Discussions of the effects of the proposed Southern Nevada water project often lead to assurances that Owens Valley-like consequences can't happen today because our environmental laws, and the criteria that must be used by the State Engineer are sufficient to prevent those consequences. There is relatively little discussion about what the probable consequences are. To date there is one comprehensive study, published by USGS in 1995, that attempts to evaluate the effect of the SNWA groundwater project on the regional groundwater table. It concludes that if the only draw on the regional aquifer was the 180,800 acre-feet per year sought by SNWA, there would be a noticeable decline in the groundwater table extending approximately from Death Valley California to Sevier Lake Utah. The decline from about Indian Springs to Baker, Nevada would probably exceed 50 feet, and in some areas could reach 1600 feet.

This means that everyone dependent on groundwater for domestic, agricultural, commercial, or municipal uses throughout the region would realize an increase in cost of living or the cost of doing business. Furthermore, throughout the region, springs, wetlands, and phreatophytes (plants whose roots must reach groundwater to survive), would decline in proportion to the local extent of the groundwater decline. Varying degrees of jeopardy therefore would fall on 3 Nevada State Wildlife Management Areas, 4 Federal Wildlife Refuges, 2 National Parks, 3 National Recreation Areas, 20 listed endangered species, 137 unlisted spring dependent endemic species, and 347 sensitive species in the Nevada Natural Heritage Database.

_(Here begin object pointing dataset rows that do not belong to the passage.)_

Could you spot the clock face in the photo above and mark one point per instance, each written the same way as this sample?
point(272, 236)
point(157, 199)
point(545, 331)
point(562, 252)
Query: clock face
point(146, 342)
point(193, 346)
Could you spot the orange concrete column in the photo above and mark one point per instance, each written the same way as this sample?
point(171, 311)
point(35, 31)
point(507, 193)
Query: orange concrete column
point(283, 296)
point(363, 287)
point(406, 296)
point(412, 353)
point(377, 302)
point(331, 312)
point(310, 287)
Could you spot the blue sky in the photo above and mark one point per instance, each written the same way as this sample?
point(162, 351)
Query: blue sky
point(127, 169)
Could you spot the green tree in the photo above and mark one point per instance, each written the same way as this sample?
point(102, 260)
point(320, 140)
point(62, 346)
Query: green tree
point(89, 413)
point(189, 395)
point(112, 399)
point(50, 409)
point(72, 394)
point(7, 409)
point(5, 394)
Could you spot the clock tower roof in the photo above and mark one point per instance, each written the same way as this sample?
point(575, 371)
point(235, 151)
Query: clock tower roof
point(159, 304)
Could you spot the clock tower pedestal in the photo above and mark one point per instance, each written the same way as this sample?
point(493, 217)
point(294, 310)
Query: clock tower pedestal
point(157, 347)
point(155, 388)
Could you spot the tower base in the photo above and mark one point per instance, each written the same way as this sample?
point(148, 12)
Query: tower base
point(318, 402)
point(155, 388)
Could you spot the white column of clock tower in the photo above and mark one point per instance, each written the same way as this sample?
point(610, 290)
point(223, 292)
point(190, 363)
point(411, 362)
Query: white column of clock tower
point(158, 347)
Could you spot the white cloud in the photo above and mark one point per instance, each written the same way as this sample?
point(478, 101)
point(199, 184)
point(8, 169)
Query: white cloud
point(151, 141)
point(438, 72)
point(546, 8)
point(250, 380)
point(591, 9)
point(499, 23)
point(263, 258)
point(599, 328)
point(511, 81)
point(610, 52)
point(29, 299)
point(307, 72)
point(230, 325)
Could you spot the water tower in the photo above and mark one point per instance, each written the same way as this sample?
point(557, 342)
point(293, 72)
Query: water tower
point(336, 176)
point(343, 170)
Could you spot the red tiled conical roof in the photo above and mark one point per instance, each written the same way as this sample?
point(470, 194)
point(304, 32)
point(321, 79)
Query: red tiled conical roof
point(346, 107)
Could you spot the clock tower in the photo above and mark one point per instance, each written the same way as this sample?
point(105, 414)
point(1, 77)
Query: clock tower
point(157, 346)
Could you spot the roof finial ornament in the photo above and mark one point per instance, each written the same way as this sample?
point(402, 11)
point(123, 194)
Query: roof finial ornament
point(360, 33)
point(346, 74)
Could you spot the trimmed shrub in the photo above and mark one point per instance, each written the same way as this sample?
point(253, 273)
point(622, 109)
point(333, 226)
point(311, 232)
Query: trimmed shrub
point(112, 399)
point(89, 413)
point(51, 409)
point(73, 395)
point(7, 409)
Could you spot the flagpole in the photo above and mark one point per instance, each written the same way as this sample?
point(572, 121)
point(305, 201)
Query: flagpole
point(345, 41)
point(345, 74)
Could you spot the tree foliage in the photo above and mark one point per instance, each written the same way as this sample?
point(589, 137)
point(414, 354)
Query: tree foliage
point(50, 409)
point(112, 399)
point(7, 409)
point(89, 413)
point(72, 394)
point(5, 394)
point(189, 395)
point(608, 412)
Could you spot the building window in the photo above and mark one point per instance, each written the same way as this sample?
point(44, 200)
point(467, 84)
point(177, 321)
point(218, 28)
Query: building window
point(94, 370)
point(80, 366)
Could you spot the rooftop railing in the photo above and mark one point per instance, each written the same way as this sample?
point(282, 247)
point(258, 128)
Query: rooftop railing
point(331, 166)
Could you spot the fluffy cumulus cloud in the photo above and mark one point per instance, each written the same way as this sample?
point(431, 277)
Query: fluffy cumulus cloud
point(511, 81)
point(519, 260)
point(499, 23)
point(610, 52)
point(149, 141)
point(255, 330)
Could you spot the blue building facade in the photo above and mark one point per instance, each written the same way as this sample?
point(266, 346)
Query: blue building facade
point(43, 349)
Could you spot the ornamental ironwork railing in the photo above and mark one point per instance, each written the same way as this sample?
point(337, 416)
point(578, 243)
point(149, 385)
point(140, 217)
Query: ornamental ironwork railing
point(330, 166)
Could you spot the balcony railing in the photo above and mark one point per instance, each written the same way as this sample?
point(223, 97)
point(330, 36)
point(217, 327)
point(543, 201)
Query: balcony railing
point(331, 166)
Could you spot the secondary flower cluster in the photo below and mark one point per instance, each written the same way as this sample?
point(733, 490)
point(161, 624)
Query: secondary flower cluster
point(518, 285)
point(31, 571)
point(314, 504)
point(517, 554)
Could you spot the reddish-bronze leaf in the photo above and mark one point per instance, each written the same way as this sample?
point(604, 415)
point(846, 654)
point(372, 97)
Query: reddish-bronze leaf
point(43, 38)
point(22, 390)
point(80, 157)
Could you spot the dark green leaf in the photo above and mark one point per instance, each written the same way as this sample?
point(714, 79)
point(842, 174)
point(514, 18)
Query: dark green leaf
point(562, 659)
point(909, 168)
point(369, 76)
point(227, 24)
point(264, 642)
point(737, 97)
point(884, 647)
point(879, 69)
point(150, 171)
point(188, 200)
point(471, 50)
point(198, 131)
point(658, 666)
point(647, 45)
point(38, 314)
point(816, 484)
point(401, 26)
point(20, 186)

Can these consequences be prevented?
Nevada water law is considered among the best in the U.S. from the standpoint of ensuring sustainable use. It requires the State Engineer to protect prior rights, ensure that water rights are put to beneficial use, are not detrimental to the public interest, and do not result in mining of groundwater. The State Engineer usually attempts to estimate "perennial yield" as a primary basis of avoiding mining. In a given basin, allocation of 100% of perennial yield, under ideal circumstances, would dry up all springs and wetlands, kill all phreatophytes, and stop all underground flow to other basins. Water previously serving those purposes would be pumped into a pipe to be used for domestic, agricultural, commercial, or municipal purposes. That is substantially what has already happened in Las Vegas Valley, Pahrump Valley, and other areas in Nevada where demand for urban uses is high.

It's important to remember that the USGS study projected probable impacts based on the assumption that the 180,800 acre-feet per year SNWA says it wants would be the only draw on the regional aquifer. That amount constitutes about 25% of the estimated perennial yield throughout the area of Nevada potentially impacted. SNWA applications actually added up to more than 330,000 acre-feet per year when I examined the State Engineer's records in February 2006. And of course, the SNWA groundwater project will not be the only draw on the aquifer. As of February 2006, rights had already been granted for 730,587 acre-feet (102% of perennial yield), and applications in addition to those submitted by SNWA amounted to 883,860 acre-feet. This suggests the virtual certainty that, as in the past, the State Engineer is likely to approve rights to considerably more than 100% of perennial yield. Consequences therefore are likely to exceed those projected by the 1995 USGS study.